Q: Some proponents of tort reform say it’s not just a matter of cost but that doctors are afraid of litigation and it’s affecting how they treat patients.
I don’t know that there is so much a risk in cautiousness as there is the fact that there’s probably testing and X-rays to the maximum, and the question is whether all of those are desirable. There was the initiative with neurologically impaired infants, and the setting up of the fund that was part and parcel of the 2011 budget, and there will be the need to see how well that works or does not work. Part of the debate that occurred when those proposals were being discussed in 2011—there was a study that was brought to the forefront, a study concerning safety protocols in regard to obstetrics at Columbia Presbyterian, and whether or not there had been an improvement in the errors that had occurred. There was a substantial push by the trial lawyers that this should be expanded. The counterpoint to that was not that it was wrong but questions as to whether that system could be scaled up very easily. Focusing on quality steps, quality measures, I think, would be a very productive thing to do.
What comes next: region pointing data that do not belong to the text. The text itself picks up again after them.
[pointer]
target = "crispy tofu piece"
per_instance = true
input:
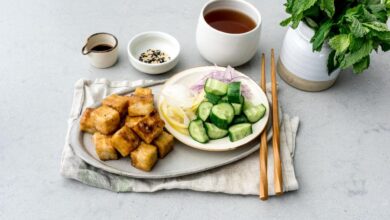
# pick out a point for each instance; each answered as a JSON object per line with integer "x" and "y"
{"x": 164, "y": 144}
{"x": 149, "y": 127}
{"x": 87, "y": 123}
{"x": 144, "y": 157}
{"x": 117, "y": 102}
{"x": 132, "y": 121}
{"x": 125, "y": 141}
{"x": 140, "y": 105}
{"x": 106, "y": 119}
{"x": 139, "y": 91}
{"x": 103, "y": 147}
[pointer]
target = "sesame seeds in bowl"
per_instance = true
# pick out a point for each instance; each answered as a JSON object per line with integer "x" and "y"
{"x": 153, "y": 52}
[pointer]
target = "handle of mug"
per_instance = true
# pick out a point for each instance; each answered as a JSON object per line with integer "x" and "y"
{"x": 84, "y": 51}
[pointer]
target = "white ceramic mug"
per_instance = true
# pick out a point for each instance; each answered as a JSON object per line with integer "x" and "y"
{"x": 223, "y": 48}
{"x": 101, "y": 58}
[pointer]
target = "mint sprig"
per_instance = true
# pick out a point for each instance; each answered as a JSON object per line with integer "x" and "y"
{"x": 352, "y": 28}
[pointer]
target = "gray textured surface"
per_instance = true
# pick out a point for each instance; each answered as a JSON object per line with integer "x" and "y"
{"x": 342, "y": 157}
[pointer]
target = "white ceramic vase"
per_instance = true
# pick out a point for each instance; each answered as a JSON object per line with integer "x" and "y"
{"x": 299, "y": 66}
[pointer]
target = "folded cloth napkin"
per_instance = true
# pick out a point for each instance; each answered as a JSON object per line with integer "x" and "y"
{"x": 241, "y": 177}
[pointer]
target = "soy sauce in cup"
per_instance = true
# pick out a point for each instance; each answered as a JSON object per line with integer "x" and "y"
{"x": 230, "y": 21}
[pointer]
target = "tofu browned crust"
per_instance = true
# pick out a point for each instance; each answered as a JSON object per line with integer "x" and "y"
{"x": 117, "y": 102}
{"x": 103, "y": 147}
{"x": 139, "y": 91}
{"x": 164, "y": 144}
{"x": 149, "y": 127}
{"x": 132, "y": 121}
{"x": 140, "y": 105}
{"x": 106, "y": 119}
{"x": 87, "y": 123}
{"x": 125, "y": 141}
{"x": 144, "y": 157}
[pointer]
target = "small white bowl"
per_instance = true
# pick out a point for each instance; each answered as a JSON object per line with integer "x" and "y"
{"x": 153, "y": 40}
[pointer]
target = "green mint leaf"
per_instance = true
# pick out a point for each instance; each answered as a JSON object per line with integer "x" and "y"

Chair, New York State Assembly Health Committee

Q: Does New York need tort reform in the medical field?
New York’s liability laws are a key part of our justice system and reflect traditional American values. The least powerful New Yorker can go to court and get justice regardless of the power or position of the person or entity that may have injured you. Our system has evolved over a thousand years, and there are marginal improvements that could be made on both the plaintiff and defendant sides. There may be changes in the insurance industry and rate setting that could help hold down premiums.

Q: Some have called for specialized health courts as a way to improve the health-care system.
I chair the Assembly Health Committee. While medical malpractice issues affect health care, they mainly involve the expertise of the Assembly’s Judiciary, Insurance and Codes committees. Some think that medical care is so complicated that ordinary judges cannot properly handle medical malpractice cases. But we expect our judges to master all sorts of arcane topics, and they do that pretty well. A specialized court might speed up cases, which would be good. However, I think people who advocate for special malpractice courts hope that specialized judges would be more sympathetic to health-care providers and less prone to being impressed by plaintiff claims. I don’t know whether that would happen; maybe the opposite would happen. Either way I don’t think it’s a good idea.
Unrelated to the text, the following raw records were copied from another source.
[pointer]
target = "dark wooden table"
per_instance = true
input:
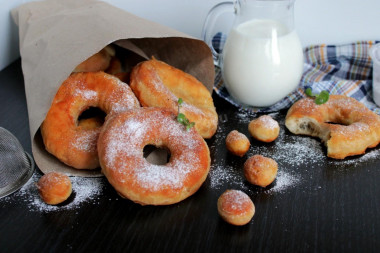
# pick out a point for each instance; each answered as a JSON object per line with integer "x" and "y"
{"x": 315, "y": 205}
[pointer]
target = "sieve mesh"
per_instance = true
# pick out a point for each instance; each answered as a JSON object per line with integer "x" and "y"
{"x": 16, "y": 166}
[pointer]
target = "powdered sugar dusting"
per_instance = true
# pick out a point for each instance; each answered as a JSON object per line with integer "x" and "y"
{"x": 236, "y": 201}
{"x": 84, "y": 190}
{"x": 86, "y": 94}
{"x": 126, "y": 143}
{"x": 86, "y": 140}
{"x": 284, "y": 181}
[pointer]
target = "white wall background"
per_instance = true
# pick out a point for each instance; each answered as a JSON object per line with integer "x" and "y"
{"x": 317, "y": 21}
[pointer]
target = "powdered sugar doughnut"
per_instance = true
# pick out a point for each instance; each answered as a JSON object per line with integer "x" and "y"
{"x": 264, "y": 128}
{"x": 54, "y": 188}
{"x": 72, "y": 143}
{"x": 237, "y": 143}
{"x": 260, "y": 170}
{"x": 236, "y": 207}
{"x": 158, "y": 84}
{"x": 121, "y": 145}
{"x": 357, "y": 128}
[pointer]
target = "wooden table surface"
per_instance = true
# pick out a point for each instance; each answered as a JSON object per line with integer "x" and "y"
{"x": 316, "y": 204}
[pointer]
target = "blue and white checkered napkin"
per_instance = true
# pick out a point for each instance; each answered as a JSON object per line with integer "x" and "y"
{"x": 340, "y": 69}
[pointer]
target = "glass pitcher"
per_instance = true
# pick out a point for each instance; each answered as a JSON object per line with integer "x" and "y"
{"x": 262, "y": 59}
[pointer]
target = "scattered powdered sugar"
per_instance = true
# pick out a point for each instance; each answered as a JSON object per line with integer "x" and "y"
{"x": 84, "y": 190}
{"x": 284, "y": 181}
{"x": 368, "y": 156}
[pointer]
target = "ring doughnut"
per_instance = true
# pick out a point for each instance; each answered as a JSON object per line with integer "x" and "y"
{"x": 121, "y": 145}
{"x": 72, "y": 143}
{"x": 157, "y": 84}
{"x": 346, "y": 126}
{"x": 54, "y": 188}
{"x": 97, "y": 62}
{"x": 235, "y": 207}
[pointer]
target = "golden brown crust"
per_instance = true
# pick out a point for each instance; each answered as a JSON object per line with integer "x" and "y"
{"x": 260, "y": 170}
{"x": 157, "y": 84}
{"x": 264, "y": 128}
{"x": 356, "y": 127}
{"x": 73, "y": 144}
{"x": 54, "y": 188}
{"x": 237, "y": 143}
{"x": 235, "y": 207}
{"x": 97, "y": 62}
{"x": 121, "y": 145}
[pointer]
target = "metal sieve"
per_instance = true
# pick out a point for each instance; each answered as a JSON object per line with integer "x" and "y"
{"x": 16, "y": 165}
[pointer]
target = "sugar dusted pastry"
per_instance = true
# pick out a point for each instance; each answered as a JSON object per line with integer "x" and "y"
{"x": 260, "y": 170}
{"x": 54, "y": 188}
{"x": 157, "y": 84}
{"x": 346, "y": 126}
{"x": 237, "y": 143}
{"x": 236, "y": 207}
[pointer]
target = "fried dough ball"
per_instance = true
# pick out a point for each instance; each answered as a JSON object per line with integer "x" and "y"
{"x": 264, "y": 128}
{"x": 237, "y": 143}
{"x": 54, "y": 188}
{"x": 260, "y": 170}
{"x": 235, "y": 207}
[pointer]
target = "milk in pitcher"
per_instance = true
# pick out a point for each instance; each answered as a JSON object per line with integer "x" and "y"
{"x": 262, "y": 62}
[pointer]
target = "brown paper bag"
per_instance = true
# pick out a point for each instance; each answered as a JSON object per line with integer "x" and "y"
{"x": 56, "y": 35}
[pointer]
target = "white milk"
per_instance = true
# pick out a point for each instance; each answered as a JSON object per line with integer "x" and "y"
{"x": 262, "y": 62}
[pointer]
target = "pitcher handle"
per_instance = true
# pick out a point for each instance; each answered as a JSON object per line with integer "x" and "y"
{"x": 210, "y": 22}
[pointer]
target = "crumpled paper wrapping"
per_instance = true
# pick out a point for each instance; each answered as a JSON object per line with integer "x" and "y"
{"x": 57, "y": 35}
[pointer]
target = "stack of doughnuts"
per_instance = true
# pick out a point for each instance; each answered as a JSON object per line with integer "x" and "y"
{"x": 116, "y": 142}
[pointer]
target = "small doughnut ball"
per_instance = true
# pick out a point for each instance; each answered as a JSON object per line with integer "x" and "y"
{"x": 264, "y": 128}
{"x": 236, "y": 207}
{"x": 260, "y": 170}
{"x": 237, "y": 143}
{"x": 54, "y": 188}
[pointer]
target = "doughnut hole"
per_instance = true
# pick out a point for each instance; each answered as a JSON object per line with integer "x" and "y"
{"x": 264, "y": 128}
{"x": 91, "y": 118}
{"x": 156, "y": 155}
{"x": 237, "y": 143}
{"x": 235, "y": 207}
{"x": 260, "y": 170}
{"x": 54, "y": 188}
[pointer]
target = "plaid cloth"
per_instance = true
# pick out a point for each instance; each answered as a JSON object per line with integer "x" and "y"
{"x": 340, "y": 69}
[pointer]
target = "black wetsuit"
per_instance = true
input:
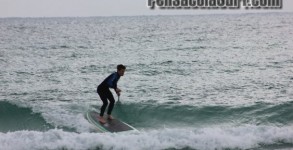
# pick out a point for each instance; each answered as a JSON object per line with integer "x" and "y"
{"x": 105, "y": 93}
Q: Another proposal is to cap noneconomic damages in medical malpractice cases. Is that a good idea?
I strongly oppose capping “noneconomic” damages. It’s an arbitrary and unjustified policy. Until someone can figure out a way to cap the pain and suffering that injured victims suffer, it would be wrong to limit how much victims can be compensated for what they suffer. I don’t see any likelihood of such a proposal going anywhere in Albany.
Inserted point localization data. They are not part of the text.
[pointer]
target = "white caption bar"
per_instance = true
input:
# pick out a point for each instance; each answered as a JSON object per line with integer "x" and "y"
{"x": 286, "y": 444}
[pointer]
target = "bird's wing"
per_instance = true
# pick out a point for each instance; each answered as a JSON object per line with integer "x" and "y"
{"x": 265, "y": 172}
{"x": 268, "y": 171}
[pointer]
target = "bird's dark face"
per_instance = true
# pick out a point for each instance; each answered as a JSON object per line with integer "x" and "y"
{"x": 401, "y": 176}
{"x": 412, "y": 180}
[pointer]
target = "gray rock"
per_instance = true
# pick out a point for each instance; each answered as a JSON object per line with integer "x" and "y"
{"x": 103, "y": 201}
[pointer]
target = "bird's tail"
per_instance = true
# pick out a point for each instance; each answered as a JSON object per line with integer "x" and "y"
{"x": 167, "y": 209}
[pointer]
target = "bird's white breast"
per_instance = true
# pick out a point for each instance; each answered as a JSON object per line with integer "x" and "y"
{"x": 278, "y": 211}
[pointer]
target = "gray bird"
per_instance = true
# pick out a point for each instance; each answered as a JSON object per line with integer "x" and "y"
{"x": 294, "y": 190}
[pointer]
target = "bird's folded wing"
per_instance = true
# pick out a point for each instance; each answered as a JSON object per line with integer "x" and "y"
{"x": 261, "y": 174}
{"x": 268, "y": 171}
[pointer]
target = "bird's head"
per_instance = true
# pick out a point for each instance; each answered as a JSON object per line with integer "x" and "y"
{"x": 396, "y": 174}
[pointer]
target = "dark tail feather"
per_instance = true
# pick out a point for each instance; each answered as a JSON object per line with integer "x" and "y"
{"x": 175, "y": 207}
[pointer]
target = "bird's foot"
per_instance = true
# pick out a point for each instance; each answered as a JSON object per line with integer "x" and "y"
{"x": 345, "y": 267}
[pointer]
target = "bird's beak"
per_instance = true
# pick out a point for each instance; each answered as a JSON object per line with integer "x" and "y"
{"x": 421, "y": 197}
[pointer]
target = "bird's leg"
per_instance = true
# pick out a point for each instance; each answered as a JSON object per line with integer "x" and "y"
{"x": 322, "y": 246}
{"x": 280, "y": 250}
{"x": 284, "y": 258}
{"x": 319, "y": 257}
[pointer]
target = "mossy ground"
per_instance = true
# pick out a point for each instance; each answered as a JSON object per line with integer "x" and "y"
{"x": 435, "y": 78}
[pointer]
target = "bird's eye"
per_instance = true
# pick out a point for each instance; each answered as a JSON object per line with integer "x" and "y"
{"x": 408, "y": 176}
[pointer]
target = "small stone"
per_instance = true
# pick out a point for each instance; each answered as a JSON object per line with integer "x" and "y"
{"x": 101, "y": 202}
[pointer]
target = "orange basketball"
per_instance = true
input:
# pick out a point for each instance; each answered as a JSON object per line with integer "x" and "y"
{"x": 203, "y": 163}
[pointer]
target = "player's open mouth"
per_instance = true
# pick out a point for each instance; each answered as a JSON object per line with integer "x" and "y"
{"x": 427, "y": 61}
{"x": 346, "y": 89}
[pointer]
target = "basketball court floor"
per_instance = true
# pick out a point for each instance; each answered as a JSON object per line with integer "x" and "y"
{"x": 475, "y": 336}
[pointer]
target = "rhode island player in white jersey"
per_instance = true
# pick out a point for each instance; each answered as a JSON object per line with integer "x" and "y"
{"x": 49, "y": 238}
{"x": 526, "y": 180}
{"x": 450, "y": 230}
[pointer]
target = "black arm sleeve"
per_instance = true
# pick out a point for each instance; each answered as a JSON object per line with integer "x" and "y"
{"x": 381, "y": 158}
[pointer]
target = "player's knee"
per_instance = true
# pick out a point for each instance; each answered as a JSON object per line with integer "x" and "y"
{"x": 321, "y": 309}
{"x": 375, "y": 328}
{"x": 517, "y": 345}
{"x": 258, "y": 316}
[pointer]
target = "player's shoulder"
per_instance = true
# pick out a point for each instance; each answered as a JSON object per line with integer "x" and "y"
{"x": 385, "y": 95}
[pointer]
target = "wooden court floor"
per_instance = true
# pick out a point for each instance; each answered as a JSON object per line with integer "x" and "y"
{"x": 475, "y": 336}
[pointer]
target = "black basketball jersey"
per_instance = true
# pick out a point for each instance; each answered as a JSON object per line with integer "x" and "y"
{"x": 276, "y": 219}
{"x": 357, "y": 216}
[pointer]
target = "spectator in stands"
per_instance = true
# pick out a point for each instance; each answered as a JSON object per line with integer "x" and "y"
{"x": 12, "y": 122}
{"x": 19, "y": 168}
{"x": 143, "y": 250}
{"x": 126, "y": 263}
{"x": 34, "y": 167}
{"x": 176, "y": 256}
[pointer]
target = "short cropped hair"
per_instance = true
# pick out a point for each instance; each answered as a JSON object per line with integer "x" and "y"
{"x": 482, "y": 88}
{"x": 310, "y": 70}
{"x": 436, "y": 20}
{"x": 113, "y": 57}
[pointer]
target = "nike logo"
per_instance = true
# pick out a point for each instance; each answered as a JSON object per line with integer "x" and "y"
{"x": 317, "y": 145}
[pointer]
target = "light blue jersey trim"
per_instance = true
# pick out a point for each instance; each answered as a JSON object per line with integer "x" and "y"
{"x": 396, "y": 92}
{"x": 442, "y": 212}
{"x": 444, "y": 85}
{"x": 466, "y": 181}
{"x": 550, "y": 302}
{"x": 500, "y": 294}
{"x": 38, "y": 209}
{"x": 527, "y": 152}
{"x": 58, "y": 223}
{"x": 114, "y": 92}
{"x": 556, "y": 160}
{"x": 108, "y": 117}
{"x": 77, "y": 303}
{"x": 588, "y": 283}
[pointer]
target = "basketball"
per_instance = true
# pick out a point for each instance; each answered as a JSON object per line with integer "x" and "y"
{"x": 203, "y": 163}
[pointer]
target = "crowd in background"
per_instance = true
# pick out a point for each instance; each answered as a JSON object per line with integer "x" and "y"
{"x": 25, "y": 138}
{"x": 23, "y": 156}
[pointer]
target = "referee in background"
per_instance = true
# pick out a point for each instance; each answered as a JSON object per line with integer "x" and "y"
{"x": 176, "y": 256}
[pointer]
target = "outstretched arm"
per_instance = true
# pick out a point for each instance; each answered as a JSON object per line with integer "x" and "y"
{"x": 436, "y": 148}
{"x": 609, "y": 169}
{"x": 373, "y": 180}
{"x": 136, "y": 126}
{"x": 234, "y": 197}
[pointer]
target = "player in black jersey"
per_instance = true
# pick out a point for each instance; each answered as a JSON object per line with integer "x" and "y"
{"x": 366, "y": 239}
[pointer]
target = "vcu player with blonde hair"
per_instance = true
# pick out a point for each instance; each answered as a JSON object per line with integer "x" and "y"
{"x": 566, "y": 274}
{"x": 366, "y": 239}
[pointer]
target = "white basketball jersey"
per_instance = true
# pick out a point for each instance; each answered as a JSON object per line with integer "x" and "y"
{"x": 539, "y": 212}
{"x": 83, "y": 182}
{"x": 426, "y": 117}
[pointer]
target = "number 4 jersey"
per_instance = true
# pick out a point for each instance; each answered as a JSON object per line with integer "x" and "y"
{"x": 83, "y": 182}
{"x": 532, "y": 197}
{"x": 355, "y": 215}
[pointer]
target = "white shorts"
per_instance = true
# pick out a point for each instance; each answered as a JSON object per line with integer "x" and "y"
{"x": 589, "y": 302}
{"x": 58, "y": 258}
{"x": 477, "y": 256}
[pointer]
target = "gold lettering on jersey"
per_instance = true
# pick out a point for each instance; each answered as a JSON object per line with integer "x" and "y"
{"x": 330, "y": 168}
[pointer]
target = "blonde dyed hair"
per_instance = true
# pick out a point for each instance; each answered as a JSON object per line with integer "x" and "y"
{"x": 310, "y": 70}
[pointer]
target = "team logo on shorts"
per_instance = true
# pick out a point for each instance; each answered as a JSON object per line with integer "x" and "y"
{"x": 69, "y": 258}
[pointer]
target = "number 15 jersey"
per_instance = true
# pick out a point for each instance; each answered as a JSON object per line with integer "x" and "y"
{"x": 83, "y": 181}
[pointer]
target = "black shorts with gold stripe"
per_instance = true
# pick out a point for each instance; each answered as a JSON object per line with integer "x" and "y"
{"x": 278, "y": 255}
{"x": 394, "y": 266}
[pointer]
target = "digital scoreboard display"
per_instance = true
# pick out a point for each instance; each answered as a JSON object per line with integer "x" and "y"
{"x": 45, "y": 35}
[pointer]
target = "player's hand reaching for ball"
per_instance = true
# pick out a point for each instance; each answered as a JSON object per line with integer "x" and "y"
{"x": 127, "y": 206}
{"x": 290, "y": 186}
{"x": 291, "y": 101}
Q: What would you advocate for in the medical malpractice area?
We need to reduce bad outcomes. Reducing hospital-acquired infections, improving communication and integration among the disparate providers who treat a patient, putting more resources into primary and preventive care and care coordination, and other measures—all will help improve outcomes and control costs, including malpractice costs. Programs that encourage health-care professionals to communicate more with their patients, including acknowledging errors and bad outcomes, can reduce the number of injured patients who sue their health-care providers. In 2011 we set up a hospital-funded program to finance the payments malpractice claims against hospitals for neurologically impaired newborns. It did not change the tort system, yet it is a more affordable way for hospitals to pay these costs. We ought to look into whether this model can be expanded.